EMPLOI La CFDT s'oppose au dispositif...

© 2011 AFP
— 
P. Wojazer/ Reuters

Comme les autres syndicats et le patronat, le leader de la CFDT, François Chérèque, n'est pas convaincu par la prime obligatoire que le gouvernement veut mettre en place. 

Il a qualifié jeudi le dispositif d'«erreur» qui allait «diviser les salariés», limiter les hausses de salaire, tout en étant un «cadeau» au patronat.

Nombreux déçus

En annonçant cette prime, le gouvernement a créé «beaucoup d'espoir», mais «il y aura beaucoup de déçus», a affirmé le numéro un de la CFDT sur LCI.

«Regardez l'écart (...) D'une prime de 1.000 euros pour les entreprises qui font des bénéfices, nous passons à une prime dont le montant n'est pas défini, qui va falloir négocier, dans les entreprises de plus de 50 salariés», a-t-il fait valoir.

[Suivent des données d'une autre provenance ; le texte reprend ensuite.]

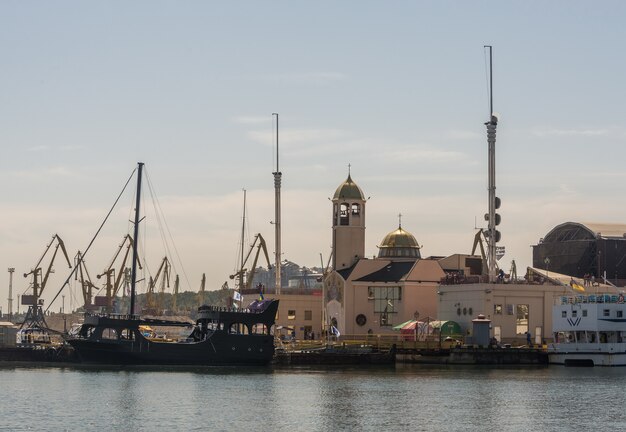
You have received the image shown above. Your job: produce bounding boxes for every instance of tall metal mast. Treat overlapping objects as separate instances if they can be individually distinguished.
[272,113,282,294]
[8,267,15,321]
[239,189,246,294]
[130,162,143,315]
[485,45,500,282]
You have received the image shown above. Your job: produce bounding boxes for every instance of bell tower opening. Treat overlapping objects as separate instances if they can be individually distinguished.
[332,170,366,270]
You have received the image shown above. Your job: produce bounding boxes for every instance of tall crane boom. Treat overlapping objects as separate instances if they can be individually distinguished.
[22,234,72,328]
[230,233,272,290]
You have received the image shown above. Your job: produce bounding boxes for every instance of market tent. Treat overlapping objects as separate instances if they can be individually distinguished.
[430,321,463,336]
[393,320,416,331]
[400,320,433,340]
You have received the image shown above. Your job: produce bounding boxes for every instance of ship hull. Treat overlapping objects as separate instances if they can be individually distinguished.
[68,335,274,366]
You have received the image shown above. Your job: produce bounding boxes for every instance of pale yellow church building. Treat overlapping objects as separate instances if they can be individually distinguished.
[322,175,445,335]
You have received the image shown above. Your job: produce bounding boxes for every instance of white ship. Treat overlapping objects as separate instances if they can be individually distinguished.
[548,294,626,366]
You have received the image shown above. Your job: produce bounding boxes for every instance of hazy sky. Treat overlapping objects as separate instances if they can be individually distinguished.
[0,0,626,312]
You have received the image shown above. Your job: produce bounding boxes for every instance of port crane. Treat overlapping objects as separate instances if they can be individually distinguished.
[198,273,206,306]
[95,234,142,313]
[20,234,72,329]
[74,251,96,311]
[230,233,272,292]
[146,256,172,315]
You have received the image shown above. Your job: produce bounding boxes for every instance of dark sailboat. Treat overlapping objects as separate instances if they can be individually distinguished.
[66,163,278,365]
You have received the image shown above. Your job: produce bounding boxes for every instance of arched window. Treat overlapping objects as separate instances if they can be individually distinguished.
[339,203,350,225]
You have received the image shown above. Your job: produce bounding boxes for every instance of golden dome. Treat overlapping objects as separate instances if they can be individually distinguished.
[378,226,421,258]
[333,174,365,201]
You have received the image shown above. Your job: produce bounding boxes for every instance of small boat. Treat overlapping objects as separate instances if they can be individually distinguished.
[66,163,278,365]
[548,294,626,366]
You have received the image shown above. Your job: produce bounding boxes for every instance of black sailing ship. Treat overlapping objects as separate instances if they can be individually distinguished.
[66,163,278,365]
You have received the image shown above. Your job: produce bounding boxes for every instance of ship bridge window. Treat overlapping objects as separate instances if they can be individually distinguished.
[228,323,248,334]
[252,324,270,335]
[102,328,117,339]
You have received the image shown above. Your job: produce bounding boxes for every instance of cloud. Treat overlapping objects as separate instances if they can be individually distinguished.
[384,146,468,163]
[59,144,85,151]
[232,116,273,124]
[248,129,350,148]
[275,72,347,85]
[532,128,609,137]
[443,130,484,141]
[7,166,78,181]
[26,144,50,152]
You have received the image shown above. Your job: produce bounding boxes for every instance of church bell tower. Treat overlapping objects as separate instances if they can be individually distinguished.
[332,172,366,270]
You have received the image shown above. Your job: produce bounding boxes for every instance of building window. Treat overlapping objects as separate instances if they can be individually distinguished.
[368,286,402,327]
[515,305,528,334]
[339,204,349,225]
[369,286,402,313]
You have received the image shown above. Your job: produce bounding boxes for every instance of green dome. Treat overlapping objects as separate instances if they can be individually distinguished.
[333,174,365,201]
[378,227,421,258]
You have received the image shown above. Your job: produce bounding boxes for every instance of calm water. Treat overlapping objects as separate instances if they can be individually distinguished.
[0,365,626,431]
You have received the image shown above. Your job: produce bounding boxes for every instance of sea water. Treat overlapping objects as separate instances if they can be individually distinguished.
[0,365,626,431]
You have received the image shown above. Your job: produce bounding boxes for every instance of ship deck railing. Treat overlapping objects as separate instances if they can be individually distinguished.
[276,334,547,353]
[556,293,625,306]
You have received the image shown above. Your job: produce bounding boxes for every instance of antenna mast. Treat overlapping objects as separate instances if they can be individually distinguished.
[130,162,143,315]
[484,45,500,283]
[272,113,283,294]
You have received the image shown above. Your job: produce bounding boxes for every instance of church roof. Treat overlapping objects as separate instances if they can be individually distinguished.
[333,174,365,201]
[356,260,415,282]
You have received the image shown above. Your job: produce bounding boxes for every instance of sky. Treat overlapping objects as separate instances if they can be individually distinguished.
[0,0,626,313]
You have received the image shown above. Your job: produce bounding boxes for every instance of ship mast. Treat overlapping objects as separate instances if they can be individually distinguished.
[484,45,500,283]
[130,162,143,315]
[272,113,282,294]
[239,189,246,294]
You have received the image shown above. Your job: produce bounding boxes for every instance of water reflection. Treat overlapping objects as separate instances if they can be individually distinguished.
[0,366,626,431]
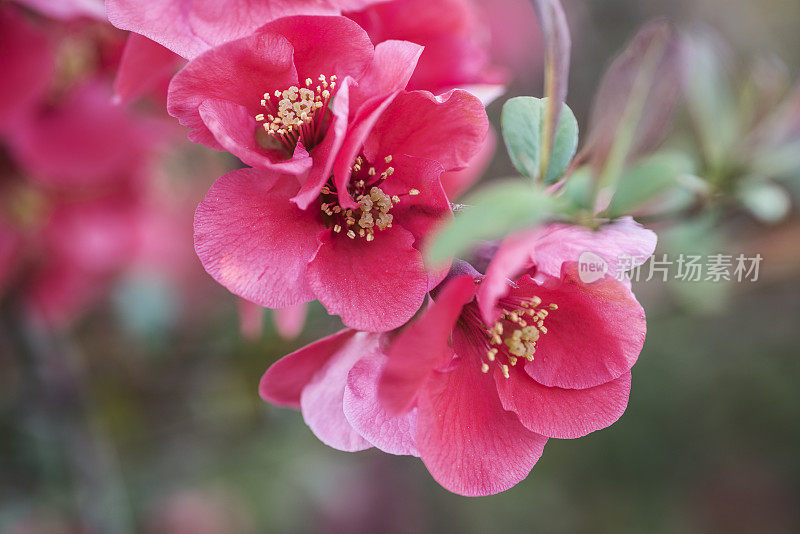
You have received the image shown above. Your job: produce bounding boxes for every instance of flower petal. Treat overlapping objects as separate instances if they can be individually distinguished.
[0,5,54,134]
[167,32,297,150]
[442,129,497,200]
[494,369,631,439]
[194,169,322,308]
[364,90,489,171]
[300,332,379,452]
[198,99,312,176]
[308,227,428,332]
[379,275,475,414]
[258,329,356,410]
[344,352,419,456]
[272,303,308,339]
[353,41,423,109]
[512,272,647,389]
[417,348,547,497]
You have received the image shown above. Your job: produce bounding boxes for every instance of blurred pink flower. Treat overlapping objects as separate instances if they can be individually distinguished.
[168,17,432,199]
[0,80,170,327]
[0,4,54,134]
[195,84,488,331]
[107,0,390,59]
[15,0,106,21]
[260,222,646,496]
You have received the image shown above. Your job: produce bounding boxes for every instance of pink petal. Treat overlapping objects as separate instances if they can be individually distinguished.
[379,275,475,415]
[187,0,339,54]
[344,353,419,456]
[478,217,658,323]
[494,368,631,439]
[417,346,547,497]
[292,76,353,209]
[259,16,375,82]
[13,80,161,188]
[114,33,181,104]
[378,156,452,248]
[258,330,356,410]
[442,129,497,200]
[194,169,322,308]
[198,99,312,176]
[512,274,647,389]
[237,299,264,341]
[167,32,297,150]
[333,93,398,209]
[0,5,54,135]
[106,0,210,59]
[300,332,379,452]
[17,0,106,21]
[308,227,428,332]
[108,0,339,59]
[272,303,308,340]
[364,90,489,171]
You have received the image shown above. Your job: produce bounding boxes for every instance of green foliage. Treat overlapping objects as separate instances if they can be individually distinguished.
[502,96,578,184]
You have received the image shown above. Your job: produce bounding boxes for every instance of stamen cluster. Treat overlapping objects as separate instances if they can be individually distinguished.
[255,75,336,154]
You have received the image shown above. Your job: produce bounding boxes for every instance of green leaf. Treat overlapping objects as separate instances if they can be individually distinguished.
[428,180,559,265]
[502,96,578,184]
[737,180,792,224]
[608,153,692,218]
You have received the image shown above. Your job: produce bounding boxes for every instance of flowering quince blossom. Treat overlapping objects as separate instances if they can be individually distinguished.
[16,0,106,20]
[168,17,485,193]
[108,0,392,59]
[260,221,655,496]
[0,5,54,134]
[0,79,165,328]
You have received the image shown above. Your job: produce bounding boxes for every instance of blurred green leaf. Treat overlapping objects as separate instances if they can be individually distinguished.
[684,28,740,170]
[502,96,578,184]
[608,152,693,218]
[737,181,792,224]
[428,180,559,265]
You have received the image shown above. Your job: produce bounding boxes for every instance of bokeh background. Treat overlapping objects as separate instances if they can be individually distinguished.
[0,0,800,534]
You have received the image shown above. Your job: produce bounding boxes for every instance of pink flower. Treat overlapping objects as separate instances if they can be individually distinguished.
[107,0,390,59]
[168,17,440,202]
[0,79,164,327]
[260,220,647,496]
[347,0,506,92]
[195,82,487,331]
[0,5,54,133]
[16,0,106,20]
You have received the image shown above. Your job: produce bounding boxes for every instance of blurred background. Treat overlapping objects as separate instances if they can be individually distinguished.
[0,0,800,534]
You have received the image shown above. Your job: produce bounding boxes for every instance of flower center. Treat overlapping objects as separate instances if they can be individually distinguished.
[255,74,336,155]
[320,156,419,241]
[462,296,558,378]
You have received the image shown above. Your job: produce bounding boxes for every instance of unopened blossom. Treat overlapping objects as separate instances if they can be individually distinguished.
[260,220,654,496]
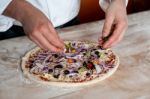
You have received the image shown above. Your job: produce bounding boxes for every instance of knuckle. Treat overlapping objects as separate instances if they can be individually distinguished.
[37,22,47,31]
[29,29,37,37]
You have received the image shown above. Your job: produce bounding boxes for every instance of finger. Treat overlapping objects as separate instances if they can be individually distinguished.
[42,23,64,49]
[102,14,114,37]
[29,36,46,49]
[34,33,59,52]
[98,37,103,46]
[103,23,125,48]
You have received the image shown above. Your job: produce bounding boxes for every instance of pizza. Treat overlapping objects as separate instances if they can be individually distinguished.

«On va diviser les salariés entre eux" et "il faut ne pas connaître les négociations d'entreprise pour faire une erreur de ce type», a poursuivi François Chérèque.

Selon lui, dans une entreprise «qui va se voir imposer une prime sur laquelle elle ne paiera pas d'impôt sur les sociétés, moins de charges, il y aura moins d'augmentation de salaires, plus de prime».

Salarié et entreprise

«Celui qui va y perdre, c'est le salarié, par contre pour l'entreprise, ce sera un cadeau, un effet d'aubaine», a-t-il dénoncé.

Cette disposition, arbitrée mercredi soir à l'Elysée, est «une catastrophe, en particulier pour les salariés des petites entreprises», alors que «le patronat s'en sort bien», a-t-il insisté.

Selon François Chérèque, «le gouvernement a d'autres moyens d'agir», comme «donner un coup de pouce au smic».